D’autre part, dans l’Ancien Testament, sharet/שרת renvoie au ministère d’adoration effectué par ceux qui ont une relation spéciale avec Dieu, notamment les prêtres. Notons que ce statut ne relève pas seulement d’une réjouissance mais implique de lourdes responsabilités. En effet, les personnes concernées représentent le peuple devant Dieu : c’est à travers son service que celui-ci accède à Dieu. À ce titre, dans le Psaume 101,6, Dieu déclare : « J’aurai les yeux sur les fidèles du pays pour qu’ils habitent près de moi ; celui qui marche dans la voie des hommes intègres sera à mon service » (ישָׁרְתֵנִי הוא). Mais une progression a lieu : les prêtres ne sont pas les seuls concernés car, dans Es 61,6, toute la nation est appelée à servir : « Quant-à vous, on vous appellera « prêtres de l’Éternel », on vous dira : « serviteurs de notre Dieu ». Ce qui renvoie à Ex 19,6 où il est écrit « vous serez pour moi un royaume de sacrificateurs et une nation sainte. Voilà les paroles que tu diras aux enfants d’Israël ». C’est d’ailleurs à ce verset qu’il est fait référence dans Ap 1,6, quand il est question de Jésus-Christ « […] qui a fait de nous un royaume de sacrificateurs pour Dieu son Père, à lui soient la gloire et la puissance, aux siècles des siècles ! Ainsi, avec la nouvelle alliance inaugurée par la croix, un peuple entier d’adorateurs est appelé à servir Dieu dans un Temple fait de pierres vivantes.

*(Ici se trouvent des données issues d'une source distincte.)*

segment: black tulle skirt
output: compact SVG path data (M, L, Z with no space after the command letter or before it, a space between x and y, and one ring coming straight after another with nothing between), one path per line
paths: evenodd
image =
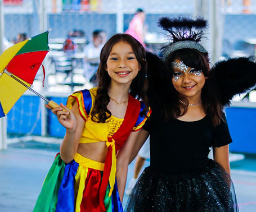
M125 211L238 211L230 175L217 163L190 174L167 175L146 168L132 190Z

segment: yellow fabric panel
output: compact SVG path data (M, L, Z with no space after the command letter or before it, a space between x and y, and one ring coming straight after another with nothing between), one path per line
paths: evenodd
M2 72L10 61L20 49L28 42L28 40L18 43L6 49L0 56L0 73Z
M30 85L18 78L29 86ZM28 89L5 73L0 77L0 101L5 114L7 114Z
M104 163L85 158L78 153L75 153L74 159L80 165L82 165L84 167L101 171L104 170Z
M69 109L72 109L74 104L78 101L80 114L82 117L86 121L87 119L87 114L84 109L83 95L80 92L76 92L70 95L68 98L66 107Z

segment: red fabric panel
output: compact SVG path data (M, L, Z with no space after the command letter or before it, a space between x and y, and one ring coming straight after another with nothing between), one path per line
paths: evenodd
M6 69L14 75L32 84L48 51L29 52L14 57Z
M84 190L83 193L83 199L80 205L80 212L101 212L105 211L101 209L98 204L101 179L101 171L88 169Z
M115 140L115 150L117 151L124 145L126 140L130 135L133 127L136 123L138 116L141 110L141 103L131 95L129 95L128 104L127 109L124 116L124 121L120 128L113 135L112 139ZM111 138L109 138L109 142L112 142ZM106 155L104 171L103 173L102 181L100 191L100 204L101 209L105 209L104 197L106 193L109 178L112 165L112 147L109 146Z

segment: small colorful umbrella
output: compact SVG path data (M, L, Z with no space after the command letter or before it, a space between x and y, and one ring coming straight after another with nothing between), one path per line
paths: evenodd
M52 108L60 107L30 87L49 51L48 34L46 31L17 43L0 56L0 117L8 113L28 89L47 102ZM44 68L42 67L44 80Z

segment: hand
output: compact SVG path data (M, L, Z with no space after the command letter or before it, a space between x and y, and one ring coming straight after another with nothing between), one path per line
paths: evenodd
M77 127L77 121L75 115L72 111L61 103L61 107L57 107L52 109L48 104L46 104L45 107L48 109L50 109L52 112L58 118L59 122L66 128L67 131L70 132L75 133ZM63 108L65 109L69 112L69 116L67 116L69 114L66 111L63 111Z

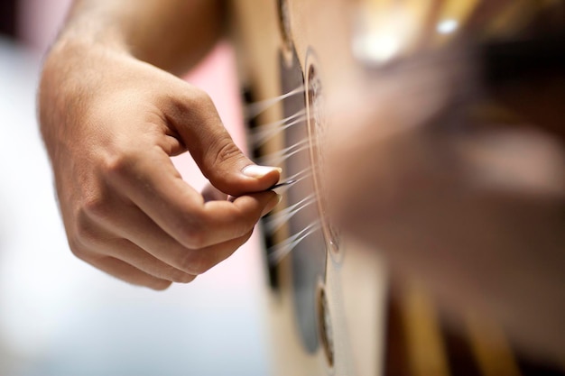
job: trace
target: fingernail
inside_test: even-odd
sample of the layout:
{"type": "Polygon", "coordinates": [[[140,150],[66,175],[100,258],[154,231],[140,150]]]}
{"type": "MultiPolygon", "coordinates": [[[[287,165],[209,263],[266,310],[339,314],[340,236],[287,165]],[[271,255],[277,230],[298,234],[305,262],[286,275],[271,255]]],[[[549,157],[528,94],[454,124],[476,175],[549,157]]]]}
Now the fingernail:
{"type": "Polygon", "coordinates": [[[280,167],[258,166],[256,164],[251,164],[242,170],[244,175],[255,179],[261,179],[273,171],[279,171],[279,173],[281,173],[282,172],[282,169],[280,167]]]}
{"type": "Polygon", "coordinates": [[[269,204],[263,210],[263,213],[261,213],[261,216],[266,216],[267,214],[269,214],[269,212],[271,210],[274,209],[274,207],[277,205],[279,205],[279,203],[281,202],[282,199],[282,196],[276,195],[276,197],[273,197],[271,201],[269,201],[269,204]]]}

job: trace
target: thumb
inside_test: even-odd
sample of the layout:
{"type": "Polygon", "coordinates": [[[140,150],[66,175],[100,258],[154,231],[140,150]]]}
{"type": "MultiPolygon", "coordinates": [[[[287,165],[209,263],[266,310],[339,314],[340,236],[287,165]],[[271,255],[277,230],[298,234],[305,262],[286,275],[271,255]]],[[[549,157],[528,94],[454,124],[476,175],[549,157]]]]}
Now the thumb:
{"type": "Polygon", "coordinates": [[[252,162],[234,143],[209,96],[204,93],[198,98],[178,132],[212,185],[228,195],[241,196],[276,184],[281,169],[252,162]]]}

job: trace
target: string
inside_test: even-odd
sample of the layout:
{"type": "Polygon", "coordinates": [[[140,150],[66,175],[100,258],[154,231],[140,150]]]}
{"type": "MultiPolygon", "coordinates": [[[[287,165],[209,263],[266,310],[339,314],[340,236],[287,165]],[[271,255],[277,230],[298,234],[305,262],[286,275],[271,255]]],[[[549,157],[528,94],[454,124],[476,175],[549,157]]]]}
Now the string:
{"type": "Polygon", "coordinates": [[[301,124],[307,119],[306,109],[303,108],[294,115],[276,122],[259,125],[251,130],[250,141],[255,146],[261,146],[281,132],[301,124]]]}
{"type": "Polygon", "coordinates": [[[304,139],[287,148],[262,156],[258,159],[258,163],[270,166],[280,166],[292,155],[308,150],[309,148],[310,140],[304,139]]]}
{"type": "Polygon", "coordinates": [[[301,85],[293,90],[289,91],[286,94],[283,94],[279,96],[275,96],[274,98],[265,99],[259,102],[255,102],[247,105],[245,108],[245,118],[247,120],[253,119],[256,117],[259,114],[266,111],[268,108],[281,102],[282,99],[286,99],[289,96],[292,96],[296,94],[304,93],[305,87],[304,85],[301,85]]]}
{"type": "Polygon", "coordinates": [[[320,221],[318,219],[307,225],[304,229],[292,236],[285,239],[282,243],[269,248],[268,260],[272,266],[278,265],[284,257],[286,257],[292,250],[304,239],[311,235],[321,227],[320,221]]]}
{"type": "Polygon", "coordinates": [[[264,221],[264,229],[268,234],[273,234],[275,231],[286,224],[292,216],[303,208],[316,202],[316,195],[311,194],[296,204],[286,207],[277,213],[269,216],[264,221]]]}

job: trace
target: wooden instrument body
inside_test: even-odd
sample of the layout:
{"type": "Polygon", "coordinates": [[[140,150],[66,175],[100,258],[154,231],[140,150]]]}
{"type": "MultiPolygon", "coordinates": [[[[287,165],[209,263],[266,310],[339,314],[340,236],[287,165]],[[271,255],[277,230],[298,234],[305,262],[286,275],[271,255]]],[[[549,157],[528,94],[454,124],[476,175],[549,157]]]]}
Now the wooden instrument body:
{"type": "MultiPolygon", "coordinates": [[[[283,179],[305,167],[312,170],[300,187],[289,188],[282,205],[292,207],[310,193],[315,196],[315,205],[289,218],[274,234],[265,234],[267,245],[276,250],[277,244],[308,227],[309,221],[321,222],[315,235],[275,258],[269,268],[272,283],[265,284],[265,296],[273,344],[273,375],[537,374],[521,372],[501,328],[474,312],[461,318],[458,334],[446,331],[434,302],[417,283],[404,288],[391,303],[386,270],[376,250],[339,238],[325,221],[323,175],[328,166],[320,150],[324,147],[324,129],[347,126],[334,120],[335,112],[326,111],[324,98],[332,97],[335,103],[342,93],[363,87],[359,78],[367,66],[359,59],[378,60],[390,52],[369,49],[366,56],[354,53],[359,27],[367,26],[369,33],[374,26],[376,34],[394,32],[395,21],[389,16],[395,14],[394,9],[403,9],[406,24],[413,27],[404,29],[396,51],[412,56],[440,50],[454,40],[451,44],[458,44],[457,32],[441,31],[449,27],[442,20],[478,28],[479,38],[488,39],[512,35],[529,14],[538,8],[551,11],[551,5],[562,9],[559,0],[231,2],[240,74],[252,101],[298,90],[266,107],[255,124],[273,124],[305,112],[303,121],[255,145],[263,162],[283,168],[283,179]],[[486,14],[491,14],[499,16],[488,21],[486,14]],[[300,152],[270,163],[269,157],[281,151],[290,154],[302,141],[306,143],[300,152]],[[453,344],[458,349],[448,348],[453,344]]],[[[378,79],[371,84],[378,85],[378,79]]]]}
{"type": "MultiPolygon", "coordinates": [[[[308,72],[311,65],[315,66],[323,91],[327,93],[333,87],[338,87],[349,74],[343,70],[344,67],[355,67],[349,47],[351,2],[289,0],[283,3],[287,11],[282,16],[278,9],[281,2],[236,0],[232,4],[237,22],[236,28],[241,75],[251,89],[254,101],[285,94],[296,88],[292,85],[297,81],[303,86],[304,81],[309,79],[308,72]],[[286,32],[284,23],[287,23],[286,32]],[[285,32],[288,34],[284,35],[285,32]],[[289,79],[293,83],[288,82],[289,79],[285,81],[285,75],[292,76],[289,79]]],[[[288,107],[288,100],[282,100],[261,114],[258,124],[271,124],[292,115],[289,111],[300,111],[301,102],[303,106],[307,105],[307,92],[295,96],[294,103],[290,102],[291,108],[285,108],[288,107]]],[[[261,154],[268,155],[292,146],[302,136],[315,142],[317,135],[309,126],[313,115],[310,114],[310,108],[308,111],[306,121],[289,130],[286,138],[284,134],[279,134],[269,140],[263,146],[261,154]],[[293,133],[294,140],[289,140],[288,134],[292,136],[293,133]]],[[[320,115],[326,116],[326,114],[320,115]]],[[[329,122],[329,119],[325,120],[329,122]]],[[[297,160],[302,160],[302,163],[299,164],[320,163],[312,153],[315,153],[315,147],[310,143],[310,147],[296,155],[294,160],[289,159],[282,163],[282,179],[297,171],[299,168],[292,166],[297,160]]],[[[313,190],[318,189],[311,180],[310,187],[313,190]]],[[[285,200],[292,196],[292,189],[301,188],[289,188],[284,194],[285,200]]],[[[301,190],[308,189],[303,188],[301,190]]],[[[301,194],[303,193],[298,192],[298,195],[301,194]]],[[[294,198],[295,201],[299,199],[294,198]]],[[[288,202],[286,206],[289,206],[288,202]]],[[[320,210],[323,209],[318,203],[306,207],[303,212],[310,212],[305,215],[306,217],[316,217],[320,210]]],[[[292,227],[292,224],[279,231],[274,235],[274,241],[283,242],[292,236],[292,229],[289,227],[292,227]]],[[[301,291],[300,282],[298,285],[296,282],[300,261],[297,264],[296,260],[292,261],[294,254],[309,252],[303,249],[294,249],[282,258],[273,268],[277,274],[274,277],[276,287],[265,287],[269,300],[268,320],[274,344],[273,375],[376,376],[381,372],[386,290],[384,269],[374,252],[345,239],[340,242],[339,250],[335,250],[331,249],[329,242],[327,236],[322,235],[313,241],[315,244],[312,246],[322,247],[323,250],[317,252],[324,254],[312,261],[314,269],[318,270],[317,275],[305,276],[310,280],[306,282],[309,284],[306,291],[301,291]],[[313,287],[312,283],[317,286],[313,287]],[[320,300],[321,291],[327,299],[324,304],[320,300]],[[298,294],[306,296],[301,298],[301,304],[308,306],[303,310],[296,308],[298,294]],[[324,315],[326,325],[330,327],[320,326],[324,315]],[[310,333],[304,335],[304,331],[310,333]],[[323,331],[330,331],[331,355],[327,353],[328,344],[322,338],[327,334],[321,333],[323,331]],[[312,335],[318,337],[312,338],[312,335]]]]}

Pour conclure cette partie, retenons que dans l’Ancien Testament, le verbe avad/עבד est associé au travail plutôt subalterne tandis que sharat/ שרתest associée au travail plus élevé notamment au Temple. Le fait que ces termes soient associés à l’adoration nous montre que cette dernière fait partie de tous les aspects de notre vie quotidienne, que ce soit ce qui nous paraît insignifiant ou élevé. De plus, cette brève étude des termes avad/ עבדet sharat/ שרתdans l’Ancien Testament montre également que l’adoration ne se limite pas à une action ponctuelle dans la journée ou dans la semaine. Contrairement à notre vision souvent étroite concernant l’adoration, elle est liée au service.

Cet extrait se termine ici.